En la marcha del 12 de febrero Gaby Arellano fue dura en su discurso al Ministerio Público, incluso llamó inepta a la fiscal Luisa Ortega Díaz. Asegura que no teme ir a prisión, como le ocurrió al coordinador nacional de Voluntad Popular, Leopoldo López.

“Temor es lo que me movió a estar en la calle y llegar a mi casa a la hora que quiera. Temor tienen todos los venezolanos por su seguridad día a día. El gobierno juega al miedo para tener a un país arrodillado, pero yo no quiero vivir arrodillada y ninguno de los jóvenes lo quiere. No sean presa del miedo porque jamás nos hará libres como individuos ni como sociedad”, expresó.

Opina que López asumió un riesgo importante y la juventud tiene un compromiso elevado con él, que se ha convertido en punta de lanza de la búsqueda de libertad.

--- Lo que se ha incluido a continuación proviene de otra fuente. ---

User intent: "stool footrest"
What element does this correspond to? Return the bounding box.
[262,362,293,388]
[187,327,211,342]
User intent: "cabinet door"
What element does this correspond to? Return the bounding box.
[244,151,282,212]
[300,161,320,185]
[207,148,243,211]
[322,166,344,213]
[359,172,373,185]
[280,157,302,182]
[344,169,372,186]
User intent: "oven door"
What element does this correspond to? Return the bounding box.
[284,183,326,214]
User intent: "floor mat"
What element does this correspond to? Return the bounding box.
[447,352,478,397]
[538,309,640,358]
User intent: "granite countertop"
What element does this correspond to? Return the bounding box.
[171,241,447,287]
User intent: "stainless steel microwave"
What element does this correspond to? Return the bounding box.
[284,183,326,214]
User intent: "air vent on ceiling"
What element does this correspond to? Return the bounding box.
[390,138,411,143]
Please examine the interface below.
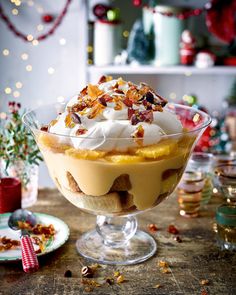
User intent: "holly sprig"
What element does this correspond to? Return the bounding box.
[0,101,43,185]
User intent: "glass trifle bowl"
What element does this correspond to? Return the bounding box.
[23,77,210,265]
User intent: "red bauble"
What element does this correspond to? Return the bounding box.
[42,14,54,23]
[206,0,236,43]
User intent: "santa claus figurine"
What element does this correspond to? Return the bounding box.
[180,30,196,65]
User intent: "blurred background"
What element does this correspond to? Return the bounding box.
[0,0,236,187]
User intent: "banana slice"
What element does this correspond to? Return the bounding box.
[37,133,71,153]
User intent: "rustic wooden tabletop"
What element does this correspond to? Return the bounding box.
[0,189,236,295]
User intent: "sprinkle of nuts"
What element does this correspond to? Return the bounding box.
[153,284,162,289]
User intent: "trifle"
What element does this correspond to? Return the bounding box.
[24,76,210,264]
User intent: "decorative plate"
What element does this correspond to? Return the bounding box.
[0,213,70,263]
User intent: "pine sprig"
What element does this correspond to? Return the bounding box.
[0,102,43,186]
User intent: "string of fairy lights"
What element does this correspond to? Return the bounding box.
[0,0,70,115]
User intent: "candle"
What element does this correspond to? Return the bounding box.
[0,177,21,213]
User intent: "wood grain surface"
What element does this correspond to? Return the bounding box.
[0,189,236,295]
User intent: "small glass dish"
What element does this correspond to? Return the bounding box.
[177,171,205,217]
[187,152,214,207]
[215,164,236,205]
[216,204,236,250]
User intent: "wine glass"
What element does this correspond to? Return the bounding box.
[23,103,211,265]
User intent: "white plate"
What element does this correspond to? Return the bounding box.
[0,213,70,262]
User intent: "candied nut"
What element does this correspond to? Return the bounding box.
[110,174,132,192]
[148,223,158,232]
[66,171,81,193]
[200,280,209,286]
[174,236,183,243]
[81,266,94,278]
[167,224,179,235]
[116,275,125,284]
[64,269,72,278]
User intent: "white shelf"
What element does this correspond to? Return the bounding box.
[88,65,236,76]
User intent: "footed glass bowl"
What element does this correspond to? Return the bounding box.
[23,104,211,265]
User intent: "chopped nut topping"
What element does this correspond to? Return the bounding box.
[75,128,88,136]
[113,271,120,278]
[148,223,158,232]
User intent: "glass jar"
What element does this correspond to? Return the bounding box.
[216,204,236,250]
[154,5,185,66]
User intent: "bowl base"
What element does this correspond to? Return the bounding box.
[76,230,157,265]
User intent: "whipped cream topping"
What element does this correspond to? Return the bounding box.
[48,76,182,151]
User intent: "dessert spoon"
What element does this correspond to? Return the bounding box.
[8,209,39,272]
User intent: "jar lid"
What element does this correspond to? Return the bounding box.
[216,205,236,226]
[215,164,236,180]
[155,5,189,14]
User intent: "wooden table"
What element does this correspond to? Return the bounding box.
[0,189,236,295]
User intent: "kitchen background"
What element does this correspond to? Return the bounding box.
[0,0,236,187]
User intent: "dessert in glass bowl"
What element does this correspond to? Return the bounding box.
[23,76,210,264]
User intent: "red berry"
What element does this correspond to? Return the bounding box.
[42,14,54,23]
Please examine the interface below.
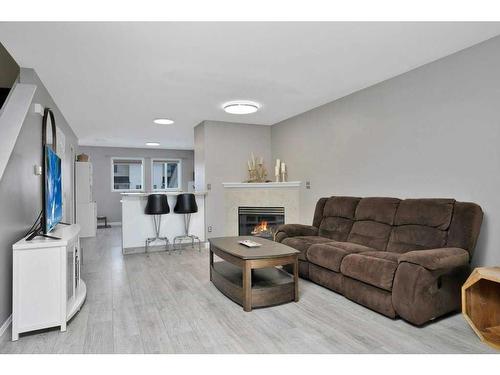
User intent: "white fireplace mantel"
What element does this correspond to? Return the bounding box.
[223,181,301,236]
[222,181,301,189]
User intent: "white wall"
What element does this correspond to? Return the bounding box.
[195,121,273,238]
[272,33,500,265]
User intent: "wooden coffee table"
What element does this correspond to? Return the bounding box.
[208,236,299,311]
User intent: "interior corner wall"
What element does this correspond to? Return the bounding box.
[0,68,78,325]
[80,146,194,223]
[0,43,19,88]
[195,121,273,238]
[272,37,500,265]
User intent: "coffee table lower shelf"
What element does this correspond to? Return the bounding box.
[211,261,296,308]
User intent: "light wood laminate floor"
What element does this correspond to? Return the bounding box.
[0,227,495,353]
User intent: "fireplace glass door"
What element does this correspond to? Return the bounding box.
[238,207,285,240]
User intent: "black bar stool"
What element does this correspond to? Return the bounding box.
[144,194,170,254]
[174,193,201,251]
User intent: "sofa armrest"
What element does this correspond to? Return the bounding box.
[274,224,318,242]
[398,247,469,271]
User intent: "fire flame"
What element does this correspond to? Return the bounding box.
[252,220,269,234]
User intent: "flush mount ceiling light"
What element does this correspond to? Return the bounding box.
[153,118,174,125]
[222,100,260,115]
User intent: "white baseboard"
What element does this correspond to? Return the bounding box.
[0,315,12,337]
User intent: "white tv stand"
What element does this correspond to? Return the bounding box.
[12,224,87,341]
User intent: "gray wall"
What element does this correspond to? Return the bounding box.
[272,33,500,265]
[195,121,274,237]
[80,146,194,222]
[0,43,19,87]
[0,69,78,325]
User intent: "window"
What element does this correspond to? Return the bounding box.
[111,158,144,191]
[151,160,182,190]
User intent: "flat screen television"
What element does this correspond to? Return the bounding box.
[42,146,62,234]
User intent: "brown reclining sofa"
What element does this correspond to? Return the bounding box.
[275,197,483,325]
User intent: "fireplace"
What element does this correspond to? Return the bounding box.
[238,207,285,240]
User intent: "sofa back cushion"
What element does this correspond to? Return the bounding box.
[387,199,455,253]
[347,198,400,250]
[394,199,455,230]
[315,197,360,241]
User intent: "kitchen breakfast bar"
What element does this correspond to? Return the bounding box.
[121,192,206,254]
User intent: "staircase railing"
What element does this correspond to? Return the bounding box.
[0,83,36,180]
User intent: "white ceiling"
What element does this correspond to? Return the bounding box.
[0,22,500,148]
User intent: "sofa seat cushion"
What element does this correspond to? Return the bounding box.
[340,251,400,292]
[307,241,375,272]
[281,236,331,260]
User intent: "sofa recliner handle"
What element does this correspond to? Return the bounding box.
[398,247,469,271]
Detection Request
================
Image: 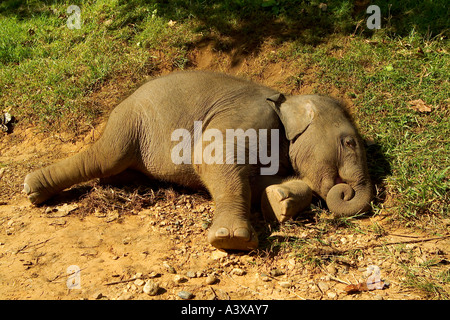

“Hay algunos que se han osado a decir: la libertad de Leopoldo López cuesta la libertad de Venezuela. Nosotros seguimos despertando conciencia. A los hombres y mujeres de la FANB les decimos: ustedes tienen hijos, tienen familia, muchos de sus hijos han estado en las marchas. Saben que en este sistema político no vamos a tener futuro. Estamos esperando por la hora en la que la Fuerza Armada Nacional haga lo que la Constitución claramente estipula”, puntualizó.

Epígrafe

“Estamos esperando por la hora en la que la Fuerza Armada Nacional haga lo que la Constitución claramente estipula”, dijo Gaby Arellano.